Oppy was promoted five years later in 1961 to Minister of Shipping and Transport. His focus was on lowering the high road death tolls by promoting the use of seatbelts. In a candid statement, Opperman said that 'In the next decade, road tolls will equal half of the migration population intake' in addition to 'the road toll between 1945 and 1960 being 20% higher than Australian battle deaths from WWII'. Opperman was also adamant that bicycles should not require a licence. In fact, Oppy was instrumental in the creation of 'Bike Ed' programs in Primary Schools.

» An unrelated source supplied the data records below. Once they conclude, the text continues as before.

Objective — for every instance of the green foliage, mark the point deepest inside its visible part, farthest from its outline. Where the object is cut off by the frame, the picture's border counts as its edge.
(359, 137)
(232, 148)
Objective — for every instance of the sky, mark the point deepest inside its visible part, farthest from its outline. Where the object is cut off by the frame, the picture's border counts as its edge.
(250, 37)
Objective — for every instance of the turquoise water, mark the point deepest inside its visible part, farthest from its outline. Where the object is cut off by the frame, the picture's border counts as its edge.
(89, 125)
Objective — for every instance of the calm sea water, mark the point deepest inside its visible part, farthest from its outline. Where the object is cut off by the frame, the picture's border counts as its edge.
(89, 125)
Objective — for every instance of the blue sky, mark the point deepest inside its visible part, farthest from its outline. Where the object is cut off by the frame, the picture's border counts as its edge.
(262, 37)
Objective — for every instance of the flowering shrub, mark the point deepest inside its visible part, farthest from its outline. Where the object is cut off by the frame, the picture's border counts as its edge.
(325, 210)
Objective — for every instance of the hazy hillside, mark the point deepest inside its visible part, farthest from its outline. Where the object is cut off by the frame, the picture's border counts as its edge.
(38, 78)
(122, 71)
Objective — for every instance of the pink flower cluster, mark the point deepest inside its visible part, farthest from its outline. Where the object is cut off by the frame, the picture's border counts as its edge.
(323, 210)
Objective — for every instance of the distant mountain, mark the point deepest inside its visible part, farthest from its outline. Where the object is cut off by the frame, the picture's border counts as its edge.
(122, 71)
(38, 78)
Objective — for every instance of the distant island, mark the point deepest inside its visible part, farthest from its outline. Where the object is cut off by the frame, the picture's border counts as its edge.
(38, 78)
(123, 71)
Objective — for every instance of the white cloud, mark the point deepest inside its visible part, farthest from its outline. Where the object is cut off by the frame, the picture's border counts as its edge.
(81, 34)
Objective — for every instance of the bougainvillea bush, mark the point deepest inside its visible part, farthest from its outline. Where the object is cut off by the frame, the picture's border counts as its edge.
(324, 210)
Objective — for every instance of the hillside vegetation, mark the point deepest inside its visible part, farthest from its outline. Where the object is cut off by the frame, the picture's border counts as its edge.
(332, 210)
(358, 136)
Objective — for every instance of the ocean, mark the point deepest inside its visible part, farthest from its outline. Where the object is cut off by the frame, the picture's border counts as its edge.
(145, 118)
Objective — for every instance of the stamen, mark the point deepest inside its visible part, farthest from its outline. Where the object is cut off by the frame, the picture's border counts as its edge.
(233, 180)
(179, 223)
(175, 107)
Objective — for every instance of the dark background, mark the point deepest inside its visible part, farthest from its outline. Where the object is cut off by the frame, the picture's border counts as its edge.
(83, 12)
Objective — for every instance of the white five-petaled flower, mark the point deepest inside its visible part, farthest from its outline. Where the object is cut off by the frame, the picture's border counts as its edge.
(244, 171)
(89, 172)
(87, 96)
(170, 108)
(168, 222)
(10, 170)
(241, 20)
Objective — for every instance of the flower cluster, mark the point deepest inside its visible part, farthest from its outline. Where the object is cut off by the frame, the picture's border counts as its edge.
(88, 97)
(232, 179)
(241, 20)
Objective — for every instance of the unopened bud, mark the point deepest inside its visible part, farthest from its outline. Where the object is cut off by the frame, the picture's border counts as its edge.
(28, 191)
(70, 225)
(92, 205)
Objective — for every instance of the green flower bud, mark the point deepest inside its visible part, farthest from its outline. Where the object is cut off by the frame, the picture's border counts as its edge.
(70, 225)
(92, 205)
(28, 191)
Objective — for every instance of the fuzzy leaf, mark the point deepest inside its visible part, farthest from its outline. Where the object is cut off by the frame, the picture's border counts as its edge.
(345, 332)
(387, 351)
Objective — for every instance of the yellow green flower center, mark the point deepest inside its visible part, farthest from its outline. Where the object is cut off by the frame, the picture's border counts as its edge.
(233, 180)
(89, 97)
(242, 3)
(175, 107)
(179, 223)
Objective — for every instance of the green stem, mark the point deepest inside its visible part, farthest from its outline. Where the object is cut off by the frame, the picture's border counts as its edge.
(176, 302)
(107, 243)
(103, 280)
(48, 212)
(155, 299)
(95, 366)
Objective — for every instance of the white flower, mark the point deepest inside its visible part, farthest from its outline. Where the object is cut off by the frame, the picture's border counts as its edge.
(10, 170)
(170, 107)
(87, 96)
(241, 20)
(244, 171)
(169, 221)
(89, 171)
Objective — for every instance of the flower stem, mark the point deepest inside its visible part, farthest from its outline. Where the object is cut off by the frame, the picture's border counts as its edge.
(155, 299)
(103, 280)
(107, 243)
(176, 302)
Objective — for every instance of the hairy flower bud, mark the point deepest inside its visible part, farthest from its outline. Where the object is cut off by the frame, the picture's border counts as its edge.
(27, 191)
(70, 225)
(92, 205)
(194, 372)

In 1964 Opperman became Immigration Minister for the Liberal Government, and pushed the idea of skilled migration as a real investment and advantage for Australia. During his period as Minister, laws were relaxed on Asian migration, and deals were made between Australian and Holland, as well as Malta.
Oppy's next role was as the High Commissioner to Malta, the first role of its kind for Australia. Opperman held this position from 1969-1972, moving overseas. Unfortunately, in the same year, Opperman also suffered cardiac arrest. At this point, he was almost 20 kg overweight and had experienced much public scrutiny and pressure.
Oppy was always a cyclist, despite his health not always being up to scratch. He even pressed for a 'cycling pool' being installed in Parliament to get the fitness of politicians up. He never lost his racing spirit, nor his '..unassuming personality and his unfailing sense of humour' as Bruce Small once put.
Knighthood and Retirement
Opperman received a Bachelor Knight by Knights of the Order of St John of Jerusalem in 1968, and a Knight Commissioner in 1974.
In his retirement, Oppy published his autobiography 'Pedals, Politics and People', was a Sporting Hall of Fame inductee, was selected as one of ten all-time greatest Australian sportspeople, and personally unveiled a bronze statue erected in his honour in his home town of Rochester, Victoria.
Sir Hubert Opperman died a month before his 92nd Birthday on his exercise bike, which his wife Mavys had forbidden him to ride.